The eye gaze of pathologist 1 was initially directed at the bottom of the lesion, then moved up to the surface and subsequently slowly moved down again with mostly horizontal movements. Pathologist 2 showed a tidy structure of both horizontal and vertical movements. The movements of the eye gaze below may indicate a quick scanning of the basement membrane.

Interpretation and diagnostic decision making

As shown in table 1, the highest variation in the interpretation of the criteria was found for the level of nuclear atypia and the level of abnormal maturation. The answers concerning the mitotic activity did not vary, whereas the answers concerning the atypical character of the mitoses varied for both lesions (data not shown). For lesion 1 all pathologists but one reported the presence of atypical mitoses. Pathologist 2 refrained from answering. For lesion 2, only pathologist 3 and 4 reported the presence of atypical mitoses.

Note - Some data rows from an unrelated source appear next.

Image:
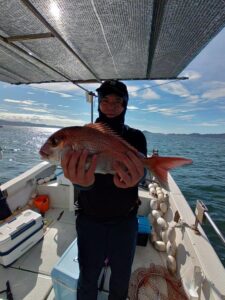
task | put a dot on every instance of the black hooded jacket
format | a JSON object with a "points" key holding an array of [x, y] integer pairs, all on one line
{"points": [[104, 201]]}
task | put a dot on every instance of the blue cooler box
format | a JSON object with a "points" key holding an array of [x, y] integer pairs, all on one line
{"points": [[65, 275], [144, 229]]}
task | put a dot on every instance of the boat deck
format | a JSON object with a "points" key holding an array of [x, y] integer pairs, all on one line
{"points": [[30, 275]]}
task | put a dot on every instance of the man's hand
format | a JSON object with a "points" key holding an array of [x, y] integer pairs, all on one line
{"points": [[74, 167], [129, 172]]}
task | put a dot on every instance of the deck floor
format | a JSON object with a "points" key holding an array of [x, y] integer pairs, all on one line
{"points": [[30, 277]]}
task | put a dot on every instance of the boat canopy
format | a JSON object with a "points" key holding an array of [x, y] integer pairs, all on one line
{"points": [[92, 40]]}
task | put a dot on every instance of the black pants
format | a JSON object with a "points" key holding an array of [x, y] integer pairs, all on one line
{"points": [[98, 241]]}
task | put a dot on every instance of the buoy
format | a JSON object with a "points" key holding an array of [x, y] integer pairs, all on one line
{"points": [[42, 203]]}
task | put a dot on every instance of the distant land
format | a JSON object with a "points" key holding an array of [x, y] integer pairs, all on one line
{"points": [[25, 124], [146, 133]]}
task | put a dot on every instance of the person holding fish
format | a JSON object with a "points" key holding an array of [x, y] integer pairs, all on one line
{"points": [[106, 222], [106, 161]]}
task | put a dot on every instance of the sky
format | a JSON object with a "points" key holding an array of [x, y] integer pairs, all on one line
{"points": [[196, 105]]}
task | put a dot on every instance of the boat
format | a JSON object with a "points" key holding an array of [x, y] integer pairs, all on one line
{"points": [[87, 42]]}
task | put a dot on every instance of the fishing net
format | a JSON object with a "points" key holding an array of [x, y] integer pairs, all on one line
{"points": [[154, 283]]}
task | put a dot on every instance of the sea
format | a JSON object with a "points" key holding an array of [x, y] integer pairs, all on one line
{"points": [[203, 180]]}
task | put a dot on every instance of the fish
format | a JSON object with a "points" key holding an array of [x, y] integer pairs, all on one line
{"points": [[99, 139]]}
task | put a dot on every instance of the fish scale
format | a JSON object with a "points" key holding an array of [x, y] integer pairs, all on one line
{"points": [[101, 140]]}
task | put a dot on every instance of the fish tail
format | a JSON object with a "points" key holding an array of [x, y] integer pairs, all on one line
{"points": [[159, 166]]}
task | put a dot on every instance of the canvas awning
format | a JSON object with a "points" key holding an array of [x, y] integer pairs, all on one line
{"points": [[93, 40]]}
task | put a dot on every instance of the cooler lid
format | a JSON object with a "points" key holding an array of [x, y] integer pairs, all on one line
{"points": [[66, 270]]}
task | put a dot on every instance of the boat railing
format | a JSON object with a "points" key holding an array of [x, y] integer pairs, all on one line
{"points": [[201, 212]]}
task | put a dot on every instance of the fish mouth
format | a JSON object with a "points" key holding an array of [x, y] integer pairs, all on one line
{"points": [[43, 154]]}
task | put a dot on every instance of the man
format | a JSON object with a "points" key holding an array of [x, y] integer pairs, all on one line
{"points": [[106, 223]]}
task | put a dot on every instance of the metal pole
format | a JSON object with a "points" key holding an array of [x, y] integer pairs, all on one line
{"points": [[215, 227], [92, 111]]}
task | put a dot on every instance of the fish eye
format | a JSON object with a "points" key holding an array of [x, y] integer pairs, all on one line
{"points": [[54, 142]]}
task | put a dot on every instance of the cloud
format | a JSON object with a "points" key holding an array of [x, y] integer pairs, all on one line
{"points": [[175, 88], [186, 117], [56, 86], [192, 75], [41, 119], [25, 102], [63, 95], [132, 107], [214, 93], [132, 90], [208, 124], [35, 109], [149, 94]]}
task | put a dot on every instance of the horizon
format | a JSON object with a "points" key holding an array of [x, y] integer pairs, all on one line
{"points": [[27, 124], [190, 106]]}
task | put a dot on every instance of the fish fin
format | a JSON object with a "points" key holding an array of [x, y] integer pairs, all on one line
{"points": [[160, 166], [104, 128]]}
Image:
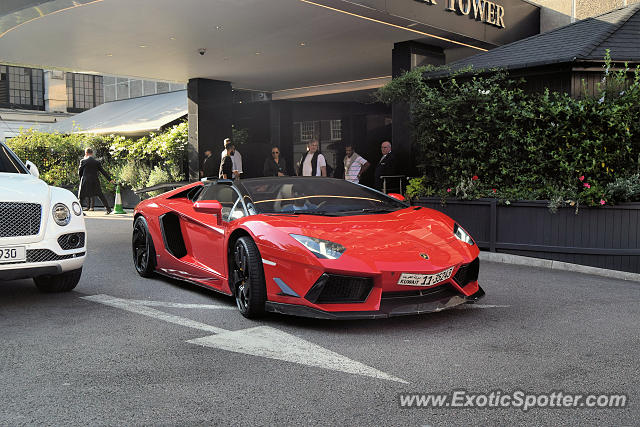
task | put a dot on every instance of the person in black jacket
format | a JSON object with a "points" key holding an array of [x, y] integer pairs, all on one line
{"points": [[89, 181], [226, 164], [274, 165], [386, 166]]}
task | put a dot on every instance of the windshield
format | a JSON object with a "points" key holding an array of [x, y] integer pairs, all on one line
{"points": [[9, 162], [313, 195]]}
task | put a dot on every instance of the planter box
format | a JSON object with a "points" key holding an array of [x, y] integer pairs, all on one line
{"points": [[605, 237]]}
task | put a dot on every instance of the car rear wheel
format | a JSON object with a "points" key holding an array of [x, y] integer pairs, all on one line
{"points": [[63, 282], [144, 254], [248, 278]]}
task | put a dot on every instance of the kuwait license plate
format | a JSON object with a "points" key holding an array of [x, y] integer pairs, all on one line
{"points": [[13, 254], [410, 279]]}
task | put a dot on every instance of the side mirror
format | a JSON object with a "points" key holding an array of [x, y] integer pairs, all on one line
{"points": [[33, 170], [209, 207]]}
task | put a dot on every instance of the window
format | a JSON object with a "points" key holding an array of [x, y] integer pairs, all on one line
{"points": [[84, 91], [21, 87], [336, 130], [306, 131]]}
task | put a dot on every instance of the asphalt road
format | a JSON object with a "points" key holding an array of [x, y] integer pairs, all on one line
{"points": [[65, 360]]}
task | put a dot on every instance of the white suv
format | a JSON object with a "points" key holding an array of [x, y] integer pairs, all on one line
{"points": [[42, 232]]}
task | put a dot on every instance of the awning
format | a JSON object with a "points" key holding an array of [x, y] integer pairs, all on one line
{"points": [[11, 128], [135, 116]]}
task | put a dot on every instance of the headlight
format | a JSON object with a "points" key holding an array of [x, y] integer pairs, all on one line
{"points": [[77, 209], [320, 248], [462, 235], [61, 214]]}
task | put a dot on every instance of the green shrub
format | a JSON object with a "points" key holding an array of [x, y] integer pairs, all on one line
{"points": [[520, 145], [129, 161]]}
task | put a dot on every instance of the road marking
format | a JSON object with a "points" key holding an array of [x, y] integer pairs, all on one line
{"points": [[182, 305], [265, 341], [483, 306], [262, 341], [152, 312]]}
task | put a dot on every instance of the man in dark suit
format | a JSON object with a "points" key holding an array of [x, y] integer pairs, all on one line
{"points": [[89, 182], [226, 164], [386, 166]]}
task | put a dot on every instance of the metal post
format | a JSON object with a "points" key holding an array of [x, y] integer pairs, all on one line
{"points": [[493, 226]]}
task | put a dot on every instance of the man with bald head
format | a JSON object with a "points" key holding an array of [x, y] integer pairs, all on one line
{"points": [[386, 165]]}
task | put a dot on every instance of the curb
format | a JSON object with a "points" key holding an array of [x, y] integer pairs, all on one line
{"points": [[557, 265]]}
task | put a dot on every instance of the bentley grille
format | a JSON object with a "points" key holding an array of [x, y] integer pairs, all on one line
{"points": [[19, 219]]}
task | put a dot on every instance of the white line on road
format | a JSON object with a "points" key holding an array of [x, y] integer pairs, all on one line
{"points": [[181, 305], [262, 341], [265, 341], [151, 312], [483, 306]]}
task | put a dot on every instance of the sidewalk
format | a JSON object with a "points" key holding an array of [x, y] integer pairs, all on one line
{"points": [[557, 265]]}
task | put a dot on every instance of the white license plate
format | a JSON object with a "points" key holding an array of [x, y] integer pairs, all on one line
{"points": [[410, 279], [13, 254]]}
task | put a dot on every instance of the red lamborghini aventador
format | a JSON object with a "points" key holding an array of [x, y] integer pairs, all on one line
{"points": [[307, 246]]}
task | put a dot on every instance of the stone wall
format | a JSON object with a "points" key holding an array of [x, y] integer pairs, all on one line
{"points": [[557, 13]]}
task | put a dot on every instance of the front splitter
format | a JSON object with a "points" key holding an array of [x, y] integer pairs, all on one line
{"points": [[396, 307]]}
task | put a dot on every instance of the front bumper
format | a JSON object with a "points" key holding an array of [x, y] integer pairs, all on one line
{"points": [[59, 264], [389, 307]]}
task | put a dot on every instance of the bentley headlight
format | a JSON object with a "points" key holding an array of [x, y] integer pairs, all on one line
{"points": [[320, 248], [462, 235], [61, 214], [77, 209]]}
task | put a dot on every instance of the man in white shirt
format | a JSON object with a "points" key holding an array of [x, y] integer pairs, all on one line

On three occasions, the final diagnosis was not reached in accordance with the AFIP criteria. One of the pathologists graded lesion 1 as CIN 3, although he reported the presence of abnormal maturation, nuclear atypia, and mitoses limited to no more than two thirds of the epithelium. Another pathologist graded lesion 1 as CIN 2, although reporting the presence of abnormal maturation and nuclear atypia extending to three thirds of the epithelium. The same pathologist graded lesion 2 as CIN 1 in the presence of nuclear atypia in three thirds of the epithelium.

Discussion

We found that the pathologists studied the CIN lesions in different ways, with regard to the areas they examined, the amount of study time for each area and the order in which the areas were studied. The amount of time needed to reach a diagnosis also varied considerably.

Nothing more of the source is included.